In an even earlier case than Twersky, a passenger on a steamship, after traveling from Costa Rica to New York, learned on arrival that a box of negatives and photographic prints placed in the vessel's storeroom could not be found. Addressing the manner of determining the "actual value of the contents of the box" and the "value of the property to the plaintiff", the Appellate Division stated:
"The fact that the negatives were not good ones and were not well taken was, of course, to be considered, but in addition to that the jury might also consider that when one has gone a long way to obtain photographs of the scenery of a foreign land which is difficult to reach, or where the photograph is of some incident which is not likely to be repeated, even a poor representation may be of considerable value if a picture can be printed from it, because, as far as it goes, it is a correct representation of what occurred." ( Wamsley v. Atlas Steamship Co., 50 AD 199, 203 [1st Dept 1900], rev'd on other grounds 168 NY 533 [1901].)
Similarly, the labor required to create an original work, or to reproduce it if possible, has served as a basis for a damage award for its loss. ( See Taft v. Smith, Gray Co., 76 Misc 283, 285-87 [App Term, 1st Dept 1912]; Veeco Instruments, Inc. v. Candido, 70 Misc 2d 333, 335 [Sup Ct, Nassau County 1972]; Traveltown, Inc. v. Gerhardt Inv. Group, 586 FSupp 256, 258 [NDNY 1983]; Stark v. Photo Researchers, Inc., 77 FRD 18, 20 [SDNY 1977].)

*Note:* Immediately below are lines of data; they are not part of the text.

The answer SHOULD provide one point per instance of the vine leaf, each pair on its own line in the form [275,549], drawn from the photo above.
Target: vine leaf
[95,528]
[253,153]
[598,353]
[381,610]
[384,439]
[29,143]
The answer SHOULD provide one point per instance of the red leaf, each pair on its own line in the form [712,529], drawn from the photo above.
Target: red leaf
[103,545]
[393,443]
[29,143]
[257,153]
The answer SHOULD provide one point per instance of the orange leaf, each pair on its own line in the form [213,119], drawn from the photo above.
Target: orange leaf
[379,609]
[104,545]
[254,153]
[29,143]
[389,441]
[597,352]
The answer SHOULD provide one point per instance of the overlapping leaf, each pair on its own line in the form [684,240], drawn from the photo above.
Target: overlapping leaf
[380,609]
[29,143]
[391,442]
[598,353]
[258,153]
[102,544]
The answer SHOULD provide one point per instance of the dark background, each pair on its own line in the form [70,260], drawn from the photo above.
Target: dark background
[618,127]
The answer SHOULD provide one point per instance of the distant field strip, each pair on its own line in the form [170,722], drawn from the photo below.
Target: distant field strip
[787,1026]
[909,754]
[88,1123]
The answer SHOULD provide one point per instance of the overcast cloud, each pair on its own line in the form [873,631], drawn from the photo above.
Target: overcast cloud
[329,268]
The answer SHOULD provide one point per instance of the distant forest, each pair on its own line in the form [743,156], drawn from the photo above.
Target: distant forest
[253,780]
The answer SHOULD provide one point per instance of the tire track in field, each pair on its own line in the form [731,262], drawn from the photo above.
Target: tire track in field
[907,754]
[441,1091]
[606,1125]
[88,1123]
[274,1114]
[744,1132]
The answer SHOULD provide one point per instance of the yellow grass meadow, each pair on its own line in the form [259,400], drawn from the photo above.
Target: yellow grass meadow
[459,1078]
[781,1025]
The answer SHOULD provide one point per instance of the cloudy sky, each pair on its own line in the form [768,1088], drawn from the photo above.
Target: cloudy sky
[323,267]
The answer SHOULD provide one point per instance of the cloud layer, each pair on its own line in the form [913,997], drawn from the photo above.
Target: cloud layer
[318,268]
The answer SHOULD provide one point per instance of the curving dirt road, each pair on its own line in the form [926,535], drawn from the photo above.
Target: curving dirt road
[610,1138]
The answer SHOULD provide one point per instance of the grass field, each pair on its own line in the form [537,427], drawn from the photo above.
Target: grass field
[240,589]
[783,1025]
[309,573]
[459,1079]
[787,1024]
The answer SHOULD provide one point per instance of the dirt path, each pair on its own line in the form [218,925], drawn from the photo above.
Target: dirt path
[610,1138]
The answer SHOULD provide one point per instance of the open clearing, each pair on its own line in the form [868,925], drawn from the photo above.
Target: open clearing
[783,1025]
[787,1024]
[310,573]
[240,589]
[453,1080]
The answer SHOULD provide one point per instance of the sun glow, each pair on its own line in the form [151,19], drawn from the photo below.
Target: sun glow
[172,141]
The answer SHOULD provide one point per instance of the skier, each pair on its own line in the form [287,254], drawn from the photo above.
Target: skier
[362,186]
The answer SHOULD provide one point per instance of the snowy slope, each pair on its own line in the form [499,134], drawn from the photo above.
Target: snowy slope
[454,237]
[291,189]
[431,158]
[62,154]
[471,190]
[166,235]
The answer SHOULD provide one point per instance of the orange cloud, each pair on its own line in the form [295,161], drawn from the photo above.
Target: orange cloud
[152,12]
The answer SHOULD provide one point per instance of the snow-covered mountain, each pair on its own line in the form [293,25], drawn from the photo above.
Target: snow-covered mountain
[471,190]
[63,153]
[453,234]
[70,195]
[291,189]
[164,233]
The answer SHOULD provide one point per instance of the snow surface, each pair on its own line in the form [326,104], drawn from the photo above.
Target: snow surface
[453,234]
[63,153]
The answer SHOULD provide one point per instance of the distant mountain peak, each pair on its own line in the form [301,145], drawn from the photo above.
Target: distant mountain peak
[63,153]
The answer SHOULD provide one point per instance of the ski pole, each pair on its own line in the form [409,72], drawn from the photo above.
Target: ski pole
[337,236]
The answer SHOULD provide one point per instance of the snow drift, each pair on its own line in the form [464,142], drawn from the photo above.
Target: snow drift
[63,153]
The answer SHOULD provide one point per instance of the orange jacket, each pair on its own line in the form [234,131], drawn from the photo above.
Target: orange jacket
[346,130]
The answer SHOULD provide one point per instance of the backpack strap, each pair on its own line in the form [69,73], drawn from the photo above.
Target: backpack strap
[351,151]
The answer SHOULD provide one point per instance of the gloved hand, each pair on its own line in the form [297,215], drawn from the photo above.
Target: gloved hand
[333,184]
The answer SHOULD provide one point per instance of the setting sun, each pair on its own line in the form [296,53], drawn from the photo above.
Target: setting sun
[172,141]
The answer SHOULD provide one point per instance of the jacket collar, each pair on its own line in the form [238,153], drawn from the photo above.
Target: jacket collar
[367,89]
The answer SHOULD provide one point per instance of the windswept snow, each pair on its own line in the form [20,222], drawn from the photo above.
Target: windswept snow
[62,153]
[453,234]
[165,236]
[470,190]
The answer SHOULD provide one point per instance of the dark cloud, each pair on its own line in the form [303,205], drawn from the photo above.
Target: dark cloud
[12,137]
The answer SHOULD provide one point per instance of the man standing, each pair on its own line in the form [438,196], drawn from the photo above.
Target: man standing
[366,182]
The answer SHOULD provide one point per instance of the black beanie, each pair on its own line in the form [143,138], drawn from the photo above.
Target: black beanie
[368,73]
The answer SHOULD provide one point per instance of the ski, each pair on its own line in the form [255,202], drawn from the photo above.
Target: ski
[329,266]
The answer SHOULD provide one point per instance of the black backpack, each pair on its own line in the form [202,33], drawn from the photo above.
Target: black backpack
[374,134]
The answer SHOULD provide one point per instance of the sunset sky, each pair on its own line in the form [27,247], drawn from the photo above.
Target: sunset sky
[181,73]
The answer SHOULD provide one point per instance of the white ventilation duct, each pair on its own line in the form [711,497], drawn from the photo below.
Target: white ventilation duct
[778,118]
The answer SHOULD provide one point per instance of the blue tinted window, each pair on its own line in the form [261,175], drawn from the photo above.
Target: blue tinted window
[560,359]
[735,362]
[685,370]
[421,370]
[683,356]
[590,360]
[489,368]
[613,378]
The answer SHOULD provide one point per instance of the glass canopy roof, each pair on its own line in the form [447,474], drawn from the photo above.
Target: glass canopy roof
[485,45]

And "[w]hen reproduction of the thing converted is not possible and the thing itself is of such a nature that its value cannot be definitely ascertained, the question of estimating the value to the owner rests necessarily in the discretion of the jury subject to the limitation that their verdict must not be inadequate or excessive." ( Taft v. Smith, Gray Co., 76 Misc at 285.) In one case, the court awarded $1,500.00, representing 75% of the "expert" plaintiff's estimate, for the loss of "plaintiff's only copy of his own poetry written 35 years ago in an ancient language on parchment", which the court characterized as an "irreplaceable, unique work." ( See Kiros v. St. Stephen's Bible College Realty Management, 2001 NY Slip Op 40622[U], at *5.)
Those with a strong religious, racial or ethnic identification might find it inappropriately characterized as "sentiment", and any related association inadequately assessed as "sentimental value". Perhaps they would be right. But any special value contributed by group identification and association would presumably be reflected in, what we call, "market value", and in this case the property has not been shown to have any market value.
Mr. Mohammed provided no evidence of value other than his own estimate of $5,000.00, the jurisdictional limit of the Small Claims Part. But that estimate was supported by no demonstration of expertise, nor any evidence of the value of comparable objects, either functional, such as the drums, or ornamental or decorative. Even assisted by the Court's questions, Mr. Mohammed did not provide testimony as to materials and labor that could support valuation based upon the cost of creation or reproduction.
In short, accepting that the religious artifacts were both irreplaceable and unique, the Court has no basis for making an award that is not "inadequate or excessive." At most, then, the Court can only make an award of "nominal" damages.
Judgment is awarded to Mr. Mohammed for $10.00, with disbursements.